The work emerges as he spends time in a place. Sometimes it comes from conversation with the residents or the kids passing by. The site of his latest, largest work is frequented by young artists, and the drainage channel alongside the wall is scattered with the furniture of an encampment.
“I don’t know (what I’ll paint) because I don’t come into a space and insert my narrative … and say, ‘This fits, just deal with it,'” he explains.
“That’s the exact mentality I try to combat with my art, because that is destructive, and that oppresses people.”
His son, he says, is starting to understand. He’ll come and paint with his father. “I think he thinks it’s cool,” Belove says. “He’s of the age, the last year or so, we’ve been starting to dive into some of the deeper reasons behind it.”
It’s not just for his son.
These paintings are an invitation to engage.
The use of otherworldly colors delays the recognition of race, subverting the binary just as Belove did in declaring himself to be “purple.” It forces the white viewer to discard the old American frame of race, much like Kehinde Wiley’s paintings do by placing young black men in “traditional” Western portraits. Belove points to the Los Angeles artist El Mac’s painted mural faces as an inspiration.
“We’re still getting to a point where we’re recognizing the fully human nature of black people and black bodies,” Belove says.
His son is “a lighter hue than me.
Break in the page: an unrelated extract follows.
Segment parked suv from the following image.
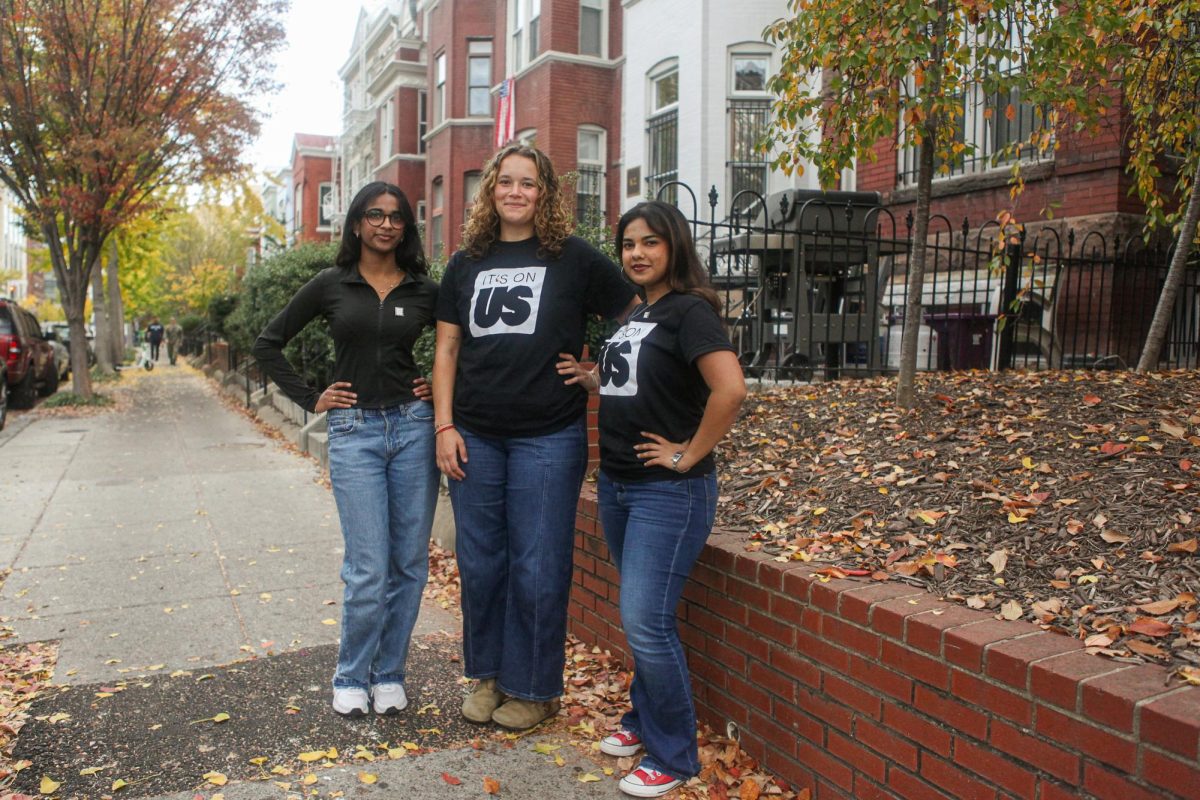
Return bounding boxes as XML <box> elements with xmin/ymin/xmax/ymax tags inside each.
<box><xmin>0</xmin><ymin>299</ymin><xmax>58</xmax><ymax>416</ymax></box>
But even so, if I paint his brown complexion … certain people just won’t have access because they’re going to say, ‘That’s less than, and I’m not buying in.’ And the whole point is to change that.”
There is a “post-racial aspect” to the images that he paints with rollers onto Denver’s walls, he says. Yet it is not a validation of the “I don’t see color” philosophy. It’s not meant to say that we can simply ignore race and the American laws that demeaned people as subhuman and undeserving.
“We absolutely created race, and it’s constantly changing,” he says, “and it’s a testament to the fact that it’s nothing but socially constructed — but it can be socially deconstructed.”
It’s a reminder, he writes: “you are welcome. come and share in our humanity. but do not use our humanity for your sustenance only to toss our bodies to the side once you’ve had your fill and they are no longer of use to you. collectively we deserve better.”